Amedeo Modigliani immortalized beautiful women on canvas while seducing them. No wonder they say painters in the 1920's were like rock stars in the 1980's.
Written by Cristiana Dumitru on January 3, 2012
Amedo Modigliani’s sex-appeal attracted women from the first moment he began to paint. The whole artistic process was impregnated with seduction. Beautiful and sensual, gentle and gallant, these are the characterizations of the women who fell in love with the lover, Modigliani.
When Modigliani arrived at Paris for the first time, he was a shy, young student. After only two years of living in the artistic capital of France, the boy turned into a man, sort of a suburb Prince. The “distinction” brought him numerous “love conquests.” He attracted women with a remarkable ease. Many of these ladies became famous, by immortalizing them on canvas. He sought for the features that defined those women, and through a single brush stroke he made their portraits, that through their simplicity, they became unique. Modi treated his lovers with a sense of dignity, even at extreme poverty and deteriorating health.
Modigliani’s life is punctuated by many stories, about his adventures escapades with women. Gilberte, Maud, Elvire, Margherita, Marie, Lucienne and Gaby are names who appear frequently in the Biographical texts about the artist. Furthermore, even Modi keeps them alive by immortalizing them on canvas, by dedicating them portraits and nudes.
Modi was adored by all the women legend has it, even by the house mistresses, who protected him. Among these is the famous Rosalie, the patron of Montparnasse Chez Rosalie. She tells the story:
“Poor Amedeo! Here, he was at home. When he was asleep under a tree or in a rut, they would bring him to me. Then they put him on a mattress in the back of the house, and he sit there until he woke up of drunkenness. And, God, how beautiful he was! All the women chased around after him!”
However, only the names of a few remained linked to the legend of the painter. Among these was Elvira, who was called Quique, the daughter of a prostitute from Marseille and an unknown father. She met Modi in a cafe in Montmartre. Amedeo immediately fell in love with her, saying that she was “made for love.” Between them grew a strong sexual and free love, such as in most of Modi’s relationships. Legend has it that one day the two were caught dancing naked in the garden of Amedeo’s workshop.

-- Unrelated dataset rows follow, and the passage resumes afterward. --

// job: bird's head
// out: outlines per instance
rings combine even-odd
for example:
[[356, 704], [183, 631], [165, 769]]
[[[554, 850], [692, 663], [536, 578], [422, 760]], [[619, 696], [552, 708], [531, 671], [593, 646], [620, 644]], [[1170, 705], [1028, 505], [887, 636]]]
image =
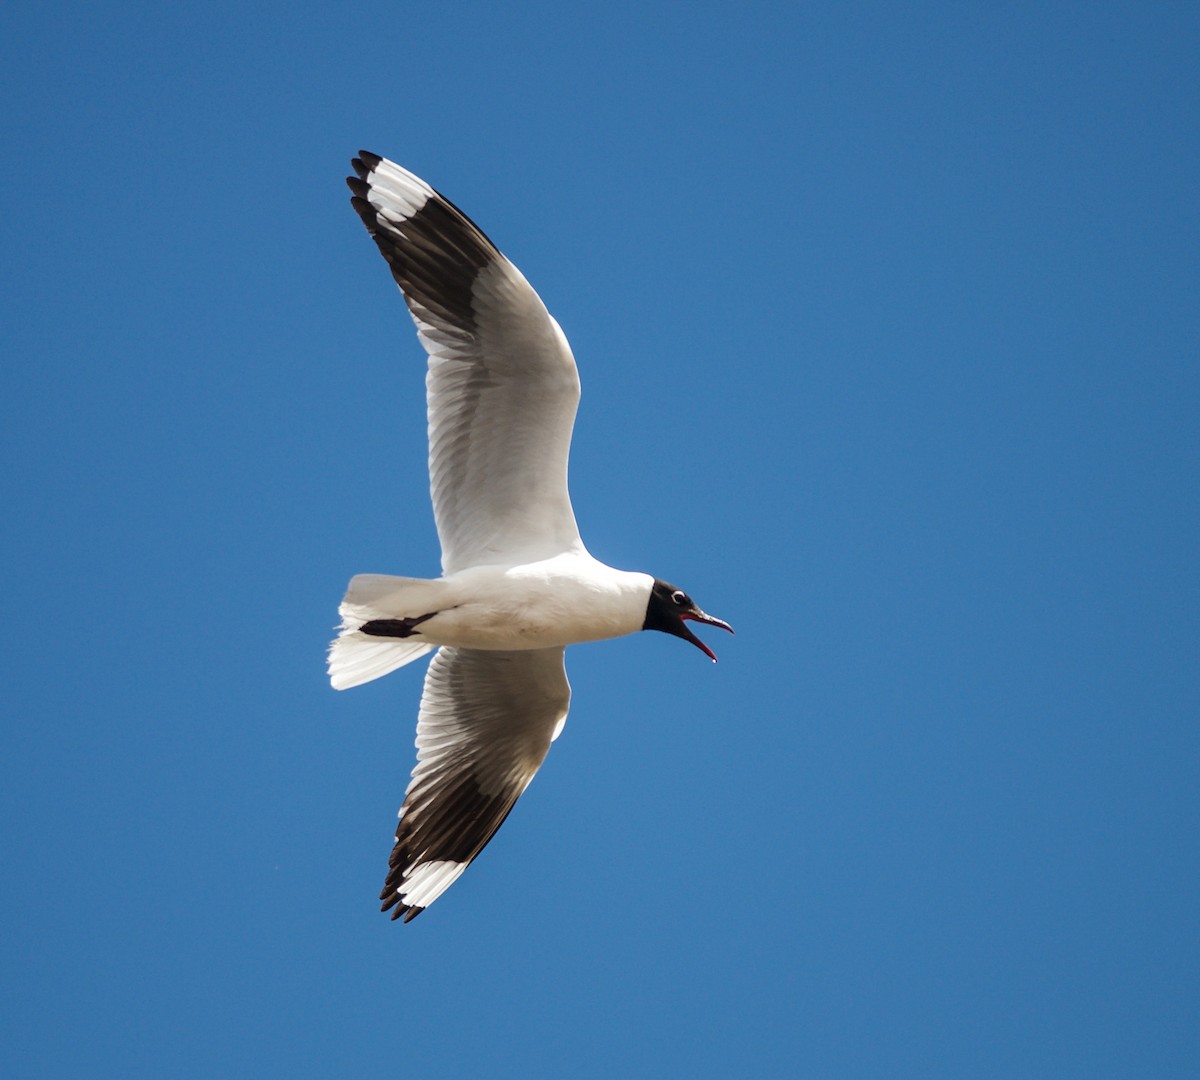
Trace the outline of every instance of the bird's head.
[[664, 634], [674, 634], [685, 641], [690, 641], [697, 649], [707, 654], [713, 663], [716, 663], [716, 653], [687, 628], [689, 621], [719, 626], [722, 630], [733, 633], [733, 627], [729, 623], [706, 615], [696, 607], [692, 598], [682, 589], [677, 589], [674, 585], [655, 578], [654, 586], [650, 590], [650, 601], [646, 605], [646, 621], [642, 623], [642, 629], [661, 630]]

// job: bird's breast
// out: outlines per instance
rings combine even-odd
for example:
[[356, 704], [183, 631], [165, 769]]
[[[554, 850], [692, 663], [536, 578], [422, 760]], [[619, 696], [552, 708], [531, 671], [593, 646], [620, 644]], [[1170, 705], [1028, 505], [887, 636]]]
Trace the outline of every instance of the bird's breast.
[[545, 649], [642, 628], [653, 579], [560, 556], [514, 567], [475, 567], [447, 579], [449, 601], [421, 627], [438, 645]]

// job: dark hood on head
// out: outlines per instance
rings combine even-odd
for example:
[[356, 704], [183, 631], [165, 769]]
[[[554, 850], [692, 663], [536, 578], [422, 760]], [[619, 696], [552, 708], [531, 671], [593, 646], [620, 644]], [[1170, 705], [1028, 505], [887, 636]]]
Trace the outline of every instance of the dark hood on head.
[[677, 589], [661, 578], [654, 579], [650, 590], [650, 599], [646, 604], [646, 619], [642, 623], [643, 630], [661, 630], [664, 634], [690, 641], [709, 659], [716, 661], [716, 654], [688, 629], [688, 622], [701, 622], [709, 626], [719, 626], [722, 630], [733, 633], [733, 627], [727, 622], [714, 618], [701, 611], [682, 589]]

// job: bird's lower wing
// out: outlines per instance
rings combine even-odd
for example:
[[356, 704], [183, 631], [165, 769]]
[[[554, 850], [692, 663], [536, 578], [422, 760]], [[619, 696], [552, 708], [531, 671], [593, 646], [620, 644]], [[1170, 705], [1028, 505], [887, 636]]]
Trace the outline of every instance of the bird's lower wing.
[[570, 700], [561, 648], [438, 651], [379, 897], [393, 919], [420, 914], [483, 850], [541, 766]]

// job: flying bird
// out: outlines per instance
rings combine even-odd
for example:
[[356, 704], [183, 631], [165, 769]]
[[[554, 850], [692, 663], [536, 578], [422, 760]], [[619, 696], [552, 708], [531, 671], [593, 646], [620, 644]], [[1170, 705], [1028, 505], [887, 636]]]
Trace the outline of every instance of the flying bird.
[[562, 731], [567, 645], [688, 628], [682, 589], [592, 558], [567, 493], [579, 373], [521, 272], [449, 199], [361, 151], [351, 205], [400, 286], [429, 354], [429, 480], [437, 579], [359, 574], [338, 608], [329, 677], [345, 690], [432, 649], [417, 764], [380, 900], [408, 922], [503, 823]]

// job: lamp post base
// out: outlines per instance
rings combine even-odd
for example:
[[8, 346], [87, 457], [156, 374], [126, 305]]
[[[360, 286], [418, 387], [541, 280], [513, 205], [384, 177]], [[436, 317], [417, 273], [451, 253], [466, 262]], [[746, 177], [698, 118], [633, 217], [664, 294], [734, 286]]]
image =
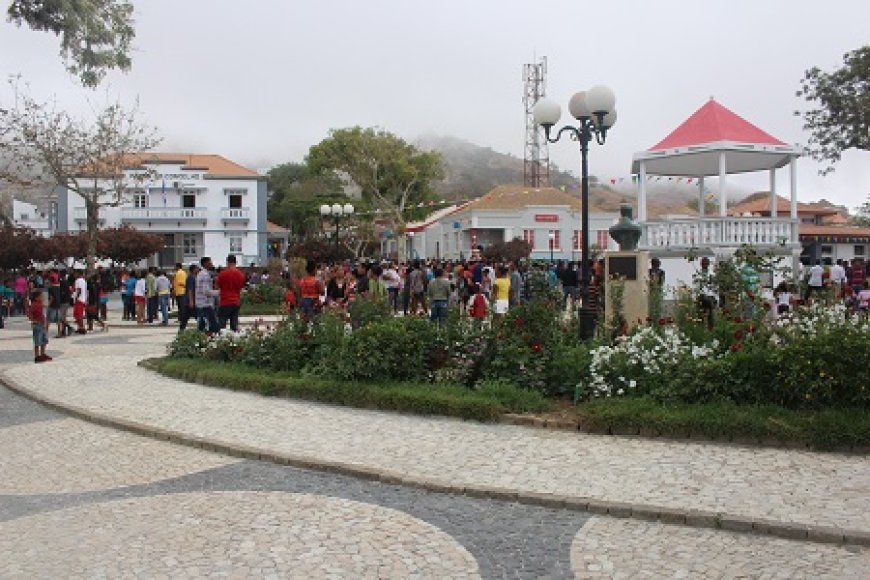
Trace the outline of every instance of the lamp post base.
[[580, 307], [580, 339], [581, 340], [591, 340], [595, 337], [595, 323], [597, 318], [597, 312], [595, 312], [594, 308], [589, 308], [588, 306]]

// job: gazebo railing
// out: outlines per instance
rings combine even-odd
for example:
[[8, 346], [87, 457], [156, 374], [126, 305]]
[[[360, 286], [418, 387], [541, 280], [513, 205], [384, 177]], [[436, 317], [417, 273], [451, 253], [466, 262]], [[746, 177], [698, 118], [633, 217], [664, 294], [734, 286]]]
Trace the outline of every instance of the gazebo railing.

Modi’s heart was for a time dedicated to the eccentric English artist Nina Hamnett, who the painter met in 1914. The two had a romantic relationship kept away from his friend’s eyes, just like the story with Zabrowsky’s friend, Lunia Czechowska.
Another love story, however, tragic, is with the French singer, Simone Thiroux. She excessively protected Modi, had a total love, full of adoration. This suffocated Amedeo so much that became annoying for him. Simone gave Amedeo a son, but Modi did not want to recognize him. In desperation, Thiroux begged for his love in a farewell letter. Simone dies of tuberculosis, and the unrecognized child, Serge Gerard, will be given up for adoption.
So far, none of the women remained in Modi’s heart. The only lovers who have become his muses and to whom he dedicated countless portraits were English woman Beatrice Hastings, a writer with whom he spent two years, and the shy Jeanne Hebuterne. The rendezvous with Beatrice is confrontational, between two strong personalities, odd and difficult. The portraits in which we recognize her as a model are not sensual, tender or full of love, but rather harsh, with a slight comic tint. In one of the paintings with Beatrice, Modi makes refers to the character of Madame Pompadour, the famous mistress of Louis XV.
In the years, he spent with Beatrice, Amedeo had developed his techniques in painting portraits. Through several simplifications and accents, he could compose a simple, personal and unique work of art. The bodies and the faces become elongated features, elegant. The eyes are represented only by some black holes, affording them a timeless status. His portraits are presented in a frontal manner with an anonymous setting and remind us of the Byzantine icons.
If the relationship with Beatrice was tumultuous, inflammatory, his last and greatest love, Jeanne Hebuterne had provided him stability and tenderness. To her he dedicated most of his portraits, but never nudes.